This summer, ‘sandbox’ took on a different meaning.
This little vegetable garden sandbox is currently a comfy bed to some varieties of vegetables we planted from seed earlier on in the spring.
Text & Photo © JE Nilsson, CM Cordeiro 2014
Due to their quick maturing time, radishes can be planted successively through the seasons for a more consistent harvest.
The happy looking cherry belle reminded me of Robert A. Heinlein’s brilliant writings, Stranger in a Strange Land (1961, 1991:86) when the man from Mars, Valentine Michael Smith first encounters grass designed to be used as house rugs:
“Jill sighed and wiggled her toes in the grass. “Gosh, how my feet do hurt!” She glanced up and saw Smith watching her with that curiously disturbing baby-faced stare. “Do it yourself if you want to. You’ll love it.”
He blinked, “How do?”
“I keep forgetting. Come here, I’ll help you.” She got his shoes off, untaped the stockings and peeled them off. “There, doesn’t that feel good?”
Smith wiggled his toes in the cool grass, then said timidly, “But these live?”
“Sure, they’re alive. It’s real live grass. Ben paid a lot to have it that way. Why, the special lighting circuits alone cost more than I make in a month. So walk around and let your feet enjoy it.”
Smith missed much of the speech but he did understand that the grass was made up of living beings and that he was being invited to walk on them. “Walk on living things?” he asks with incredulous horror.
“Huh? Why not? It doesn’t hurt the grass; it was specially developed for house rugs.”
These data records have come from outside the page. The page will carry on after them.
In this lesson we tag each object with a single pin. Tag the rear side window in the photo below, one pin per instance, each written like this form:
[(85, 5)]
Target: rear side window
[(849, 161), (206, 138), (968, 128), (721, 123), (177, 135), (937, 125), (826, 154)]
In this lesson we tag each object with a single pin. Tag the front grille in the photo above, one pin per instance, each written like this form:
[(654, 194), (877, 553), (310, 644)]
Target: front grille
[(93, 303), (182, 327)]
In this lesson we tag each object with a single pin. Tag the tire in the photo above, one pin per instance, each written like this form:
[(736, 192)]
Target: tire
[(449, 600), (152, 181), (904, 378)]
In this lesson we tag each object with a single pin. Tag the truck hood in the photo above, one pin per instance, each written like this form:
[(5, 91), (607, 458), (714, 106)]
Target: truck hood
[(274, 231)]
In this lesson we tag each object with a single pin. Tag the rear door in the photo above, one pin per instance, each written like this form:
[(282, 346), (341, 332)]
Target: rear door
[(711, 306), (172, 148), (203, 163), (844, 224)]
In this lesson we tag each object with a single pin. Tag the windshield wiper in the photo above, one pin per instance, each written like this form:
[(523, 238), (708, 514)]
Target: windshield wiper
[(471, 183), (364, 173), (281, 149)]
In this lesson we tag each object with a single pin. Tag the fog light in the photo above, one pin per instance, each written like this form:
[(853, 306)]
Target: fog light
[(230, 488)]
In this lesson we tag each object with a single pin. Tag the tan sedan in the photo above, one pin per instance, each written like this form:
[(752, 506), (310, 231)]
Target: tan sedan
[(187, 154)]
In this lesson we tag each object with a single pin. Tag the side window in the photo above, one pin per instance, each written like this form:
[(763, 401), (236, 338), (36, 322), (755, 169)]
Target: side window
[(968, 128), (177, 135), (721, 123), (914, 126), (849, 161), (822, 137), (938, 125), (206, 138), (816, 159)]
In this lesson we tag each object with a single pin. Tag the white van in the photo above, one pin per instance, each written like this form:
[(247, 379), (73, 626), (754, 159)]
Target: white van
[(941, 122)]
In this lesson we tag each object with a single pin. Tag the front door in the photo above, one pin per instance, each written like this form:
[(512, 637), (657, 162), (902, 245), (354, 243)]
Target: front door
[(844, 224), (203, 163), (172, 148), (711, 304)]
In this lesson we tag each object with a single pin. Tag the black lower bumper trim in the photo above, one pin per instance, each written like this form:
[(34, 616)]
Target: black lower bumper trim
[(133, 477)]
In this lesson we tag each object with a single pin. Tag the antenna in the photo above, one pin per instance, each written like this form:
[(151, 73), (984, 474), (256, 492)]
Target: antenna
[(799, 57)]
Smith was forced to remind himself that a water brother could not lead him into wrongful action. Apprehensively he let himself be encouraged to walk around – and found that he did enjoy it and that the living creatures did not protest. He set his sensitivity for such things as high as possible; his brother was right, this was the proper being – to be walked on. He resolved to enfold it and praise it; the effort was much like that of a human trying to appreciate the merits of cannibalism – a custom which Smith found perfectly proper.”
The Cherry Belle Radish.
These radishes are grown from seed and makes a quick harvest for the home vegetable garden.
These young pea plants will soon be interspaced with the radishes, with a stake and string support for the climbing vines.